Some readers here don't know about the MormonStories podcast, but for those who do, I've updated my blog that reviews that web page.
MormonStories is a web page and podcast that primarily confirms the biases of former LDS members. Apparently it has a substantial following and raises a lot of money, although not nearly as much as the M2C citation cartel.*
A frequent theme on MormonStories is the implausibility of M2C and SITH,* which is why I discuss it occasionally on this blog. One of the reasons I keep blogging about these topics is to offer a "third way."
Our LDS scholars who participate with the M2C citation cartel censor alternative faithful perspectives. Underinformed Latter-day Saints are left to conclude that it is M2C (and SITH) or bust; i.e., that the only acceptable explanation of the Book of Mormon is M2C, and the only acceptable explanation of the translation is SITH.
Web pages such as MormonStories and CES Letter point out the logical and factual fallacies and implausibility of M2C and SITH. That causes faithful LDS to question their beliefs, leading some to a "faith crisis," to use the common term. Without a third option, many young, new and prospective Latter-day Saints (as well as many seasoned members) reject the Restoration--all because they can't accept M2C and SITH.
The "third way" that we discuss on this blog and elsewhere rejects M2C and SITH in favor of what the prophets have taught about these topics, starting with Joseph Smith and Oliver Cowdery.

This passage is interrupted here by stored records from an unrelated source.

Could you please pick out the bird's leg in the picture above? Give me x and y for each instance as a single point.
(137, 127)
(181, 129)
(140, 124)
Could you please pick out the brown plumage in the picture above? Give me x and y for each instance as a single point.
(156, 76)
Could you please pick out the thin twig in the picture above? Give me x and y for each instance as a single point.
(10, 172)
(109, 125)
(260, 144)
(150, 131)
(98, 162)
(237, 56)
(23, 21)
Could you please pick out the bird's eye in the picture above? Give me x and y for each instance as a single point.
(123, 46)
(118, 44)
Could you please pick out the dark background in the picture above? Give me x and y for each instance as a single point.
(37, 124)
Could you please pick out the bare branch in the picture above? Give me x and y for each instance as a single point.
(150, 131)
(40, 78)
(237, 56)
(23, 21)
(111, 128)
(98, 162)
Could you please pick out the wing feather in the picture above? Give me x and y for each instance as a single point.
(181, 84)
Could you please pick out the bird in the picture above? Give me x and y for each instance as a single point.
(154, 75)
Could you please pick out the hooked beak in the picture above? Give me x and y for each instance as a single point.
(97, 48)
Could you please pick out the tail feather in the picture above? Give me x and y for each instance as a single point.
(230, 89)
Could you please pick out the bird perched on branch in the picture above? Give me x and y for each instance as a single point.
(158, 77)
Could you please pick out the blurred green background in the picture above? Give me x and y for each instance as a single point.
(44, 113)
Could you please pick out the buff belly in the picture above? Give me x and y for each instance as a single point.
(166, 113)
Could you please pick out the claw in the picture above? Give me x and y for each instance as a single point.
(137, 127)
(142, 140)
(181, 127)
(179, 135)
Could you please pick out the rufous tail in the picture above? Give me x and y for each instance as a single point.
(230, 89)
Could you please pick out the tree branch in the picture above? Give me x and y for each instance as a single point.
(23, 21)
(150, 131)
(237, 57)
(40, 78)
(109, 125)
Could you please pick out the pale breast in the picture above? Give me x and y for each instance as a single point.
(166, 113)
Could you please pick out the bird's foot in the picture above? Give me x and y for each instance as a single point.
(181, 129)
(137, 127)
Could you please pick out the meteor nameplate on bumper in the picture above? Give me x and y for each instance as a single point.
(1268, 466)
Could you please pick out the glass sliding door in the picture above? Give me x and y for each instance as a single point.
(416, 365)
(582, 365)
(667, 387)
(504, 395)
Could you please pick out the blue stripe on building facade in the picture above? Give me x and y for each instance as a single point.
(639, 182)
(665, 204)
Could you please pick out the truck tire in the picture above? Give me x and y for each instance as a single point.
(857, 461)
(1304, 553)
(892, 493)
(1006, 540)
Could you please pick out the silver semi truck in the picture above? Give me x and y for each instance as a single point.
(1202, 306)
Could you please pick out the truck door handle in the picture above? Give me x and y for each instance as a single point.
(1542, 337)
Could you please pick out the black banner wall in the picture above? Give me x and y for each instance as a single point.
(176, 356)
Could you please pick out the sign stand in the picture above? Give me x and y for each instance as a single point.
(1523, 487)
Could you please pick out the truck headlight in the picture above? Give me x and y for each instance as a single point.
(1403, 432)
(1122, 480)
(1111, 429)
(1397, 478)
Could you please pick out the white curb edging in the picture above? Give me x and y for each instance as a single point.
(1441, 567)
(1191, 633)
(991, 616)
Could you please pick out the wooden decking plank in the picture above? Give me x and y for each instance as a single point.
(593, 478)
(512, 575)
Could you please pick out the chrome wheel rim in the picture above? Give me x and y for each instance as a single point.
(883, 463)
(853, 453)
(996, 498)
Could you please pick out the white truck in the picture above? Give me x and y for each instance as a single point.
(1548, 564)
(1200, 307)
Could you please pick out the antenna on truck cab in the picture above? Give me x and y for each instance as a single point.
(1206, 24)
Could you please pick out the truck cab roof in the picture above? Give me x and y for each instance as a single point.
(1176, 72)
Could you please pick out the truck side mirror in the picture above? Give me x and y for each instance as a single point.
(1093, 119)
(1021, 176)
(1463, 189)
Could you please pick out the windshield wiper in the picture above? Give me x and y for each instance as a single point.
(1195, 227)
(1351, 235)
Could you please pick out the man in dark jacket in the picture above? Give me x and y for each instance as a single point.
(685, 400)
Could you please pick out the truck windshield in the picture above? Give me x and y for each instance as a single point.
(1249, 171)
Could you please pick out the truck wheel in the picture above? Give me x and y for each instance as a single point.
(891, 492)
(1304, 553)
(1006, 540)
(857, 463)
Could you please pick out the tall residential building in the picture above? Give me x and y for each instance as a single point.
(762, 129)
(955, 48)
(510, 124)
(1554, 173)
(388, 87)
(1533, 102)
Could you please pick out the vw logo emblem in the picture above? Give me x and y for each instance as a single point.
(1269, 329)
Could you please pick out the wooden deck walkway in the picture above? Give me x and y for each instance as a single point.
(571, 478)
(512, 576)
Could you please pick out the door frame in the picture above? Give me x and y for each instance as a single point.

A recent podcast on MormonStories involves the gold plates. I discussed the podcast here:
*The M2C citation cartel consists of scholars and organizations that promote M2C, including Book of Mormon Central, the Interpreter Foundation, FairMormon, BYU Studies, etc.
For new readers, M2C is the Mesoamerican/two-Cumorahs theory; i.e., the scholarly claim that the events in the Book of Mormon took place in Mesoamerica and that Joseph, Oliver, their contemporaries and successors misled the Church by teaching that Cumorah was in New York. M2C involves the historicity of the Book of Mormon and has led BYU and CES to teach students about the Book of Mormon by referring to a fantasy geography, thereby framing it as fictional.
SITH is the stone-in-the-hat theory of translation; i.e., some scholars claim that Joseph didn't really translate anything, didn't even use the plates or the Urim and Thummim, but instead produced the Book of Mormon by merely reading words that appeared on a seer stone he put in a hat.